Influence of Stress-Dependent Small-Strain Stiffness and Threshold Strain in the HS-Small Model
摘要
Small-strain soil stiffness exhibits nonlinear degradation with increasing shear strain and depends on the stress state. While the stress dependency of the small-strain shear modulus is already incorporated in the HS-Small model, the threshold strain parameter γ₀.₇ is typically treated as constant. This study introduces a stress-dependent formulation for γ₀.₇ and evaluates its influence on stiffness degradation and deformation predictions.

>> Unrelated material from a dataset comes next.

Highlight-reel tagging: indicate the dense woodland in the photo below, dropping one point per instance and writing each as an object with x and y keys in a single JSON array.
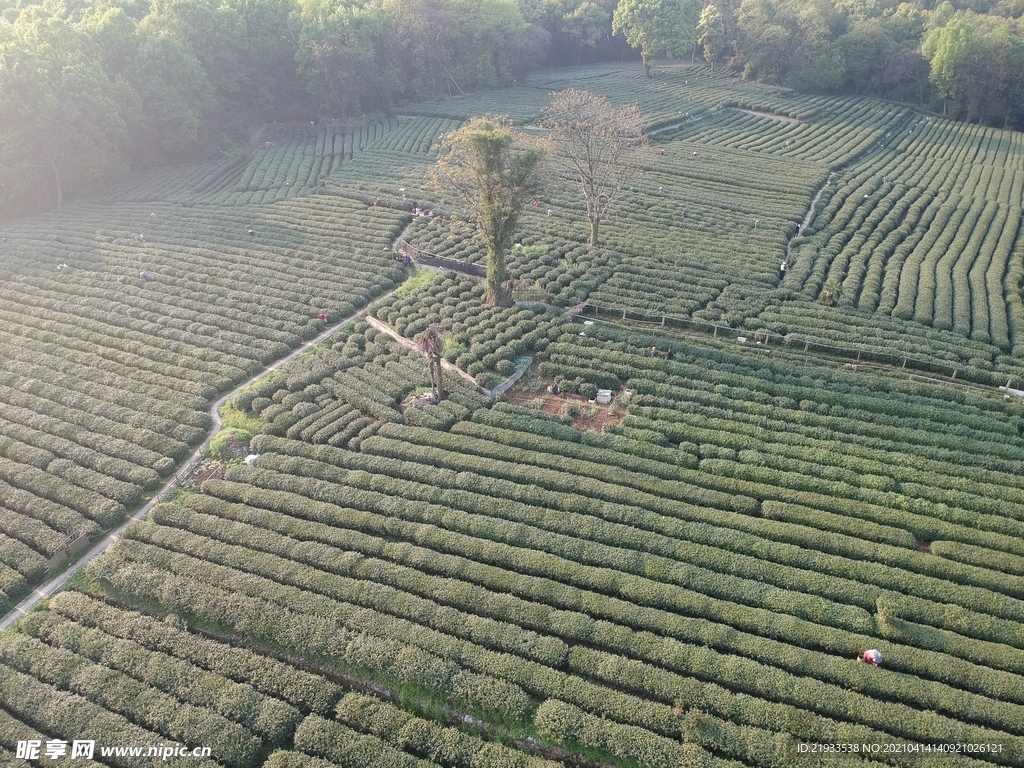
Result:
[{"x": 91, "y": 88}]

This study investigated the influence of introducing a stress-dependent formulation for the threshold strain parameter γ₀.₇, while retaining the conventional stress-dependent formulation for G₀ within the Hardening Soil–Small constitutive framework, with particular emphasis on the combined influence of stress-dependent small-strain stiffness and the associated threshold strain parameter. Analytical formulations were implemented to relate stiffness and threshold strain to the mean effective stress and were evaluated through element simulations and boundary-value analyses. Drained triaxial element simulations were performed under confining pressures ranging from 50 to 600 kPa to examine the resulting stiffness–strain behavior. Two boundary-value problems, including a triple-anchored excavation and a tunnel excavation, were analyzed to evaluate the implications at the field scale. The results showed that the stress-dependent formulation shifted stiffness-degradation curves toward higher strain levels with increasing confinement and reproduced experimentally observed trends. The modified formulation reduced predicted ground deformations by approximately 5–40% and produced deformation patterns consistent with measured field responses. The results demonstrate that incorporating stress dependency in both stiffness and threshold strain improves deformation prediction consistency with experiments of small-strain constitutive models for geotechnical deformation analysis.